Ekweremadu, 60; his wife, Beatrice, 56; and Dr Obeta, 51, were found guilty of facilitating the travel of a young man to Britain with a view to his exploitation after a six-week trial at the Old Bailey.

They criminally conspired to bring the 21-year-old Lagos Street trader to London to exploit him for his kidney, the jury found, according to UK Guardian.

The prosecutor Hugh Davies KC told the court the Ekweremadus and Obeta had treated the man and other potential donors as “disposable assets – spare parts for reward”. He said they entered an “emotionally cold commercial transaction” with the man.

The behaviour of Ekweremadu, a successful lawyer and founder of an anti-poverty charity who helped draw up Nigeria’s laws against organ trafficking, showed “entitlement, dishonesty and hypocrisy”, Davies told the jury.

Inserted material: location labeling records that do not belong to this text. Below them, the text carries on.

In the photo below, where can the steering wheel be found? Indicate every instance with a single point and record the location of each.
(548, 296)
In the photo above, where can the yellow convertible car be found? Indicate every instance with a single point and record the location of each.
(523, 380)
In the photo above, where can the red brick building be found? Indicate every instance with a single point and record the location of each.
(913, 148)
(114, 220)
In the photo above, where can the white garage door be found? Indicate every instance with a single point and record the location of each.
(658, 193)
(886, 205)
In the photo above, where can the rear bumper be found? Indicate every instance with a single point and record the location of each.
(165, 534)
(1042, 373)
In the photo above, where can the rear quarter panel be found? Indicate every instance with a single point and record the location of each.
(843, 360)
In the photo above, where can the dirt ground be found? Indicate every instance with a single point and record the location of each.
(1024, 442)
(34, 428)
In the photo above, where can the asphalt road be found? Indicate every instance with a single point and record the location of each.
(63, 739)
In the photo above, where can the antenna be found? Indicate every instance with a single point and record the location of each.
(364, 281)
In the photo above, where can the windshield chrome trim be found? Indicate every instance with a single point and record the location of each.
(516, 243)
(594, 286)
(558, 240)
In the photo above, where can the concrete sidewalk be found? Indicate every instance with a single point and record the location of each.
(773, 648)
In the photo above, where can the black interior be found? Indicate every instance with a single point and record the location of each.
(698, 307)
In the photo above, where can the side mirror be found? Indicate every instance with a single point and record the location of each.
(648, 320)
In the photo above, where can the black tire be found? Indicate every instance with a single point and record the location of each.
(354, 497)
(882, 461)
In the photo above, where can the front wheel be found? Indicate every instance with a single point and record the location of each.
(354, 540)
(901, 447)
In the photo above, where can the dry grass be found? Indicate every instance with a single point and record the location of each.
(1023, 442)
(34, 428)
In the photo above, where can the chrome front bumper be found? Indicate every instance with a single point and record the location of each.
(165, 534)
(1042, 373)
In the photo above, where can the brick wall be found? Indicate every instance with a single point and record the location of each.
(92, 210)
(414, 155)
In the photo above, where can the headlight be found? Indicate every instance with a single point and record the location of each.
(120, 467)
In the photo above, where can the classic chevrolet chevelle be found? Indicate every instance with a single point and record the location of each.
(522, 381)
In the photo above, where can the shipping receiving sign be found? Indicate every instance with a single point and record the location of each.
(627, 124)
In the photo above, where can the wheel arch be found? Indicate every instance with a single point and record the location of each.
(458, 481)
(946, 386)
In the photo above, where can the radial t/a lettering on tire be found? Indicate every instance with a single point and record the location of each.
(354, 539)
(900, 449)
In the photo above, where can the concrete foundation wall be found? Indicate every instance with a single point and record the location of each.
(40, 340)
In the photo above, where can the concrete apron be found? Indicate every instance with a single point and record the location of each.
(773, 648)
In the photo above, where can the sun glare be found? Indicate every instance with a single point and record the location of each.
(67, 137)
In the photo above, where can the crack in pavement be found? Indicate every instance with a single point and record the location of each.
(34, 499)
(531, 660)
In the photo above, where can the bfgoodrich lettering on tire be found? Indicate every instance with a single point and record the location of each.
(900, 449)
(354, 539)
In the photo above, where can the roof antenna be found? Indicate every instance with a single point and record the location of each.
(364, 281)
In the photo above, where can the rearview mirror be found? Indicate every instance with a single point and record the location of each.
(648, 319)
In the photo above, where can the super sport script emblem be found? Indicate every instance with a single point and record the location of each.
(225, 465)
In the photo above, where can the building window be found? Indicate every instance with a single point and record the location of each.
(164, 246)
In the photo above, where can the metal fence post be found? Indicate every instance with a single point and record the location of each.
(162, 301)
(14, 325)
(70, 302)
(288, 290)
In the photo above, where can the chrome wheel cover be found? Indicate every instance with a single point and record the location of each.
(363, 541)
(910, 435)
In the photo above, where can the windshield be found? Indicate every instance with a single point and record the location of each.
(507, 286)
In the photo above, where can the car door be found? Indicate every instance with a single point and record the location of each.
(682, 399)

He said Ekweremadu, who owns several properties and had a staff of 80, “agreed to reward someone for a kidney for his daughter – somebody in circumstances of poverty and from whom he distanced himself and made no inquiries, and with whom, for his own political protection, he wanted no direct contact”.

Davies added, “What he agreed to do was not simply expedient in the clinical interests of his daughter, Sonia, it was exploitation, it was criminal. It is no defence to say he acted out of love for his daughter. Her clinical needs cannot come at the expense of the exploitation of somebody in poverty.”

Ekweremadu, who denied the charge, told the court he was the victim of a scam. Obeta, who also denied the charge, claimed the man was not offered a reward for his kidney and was acting altruistically. Beatrice denied any knowledge of the alleged conspiracy. Sonia did not give evidence.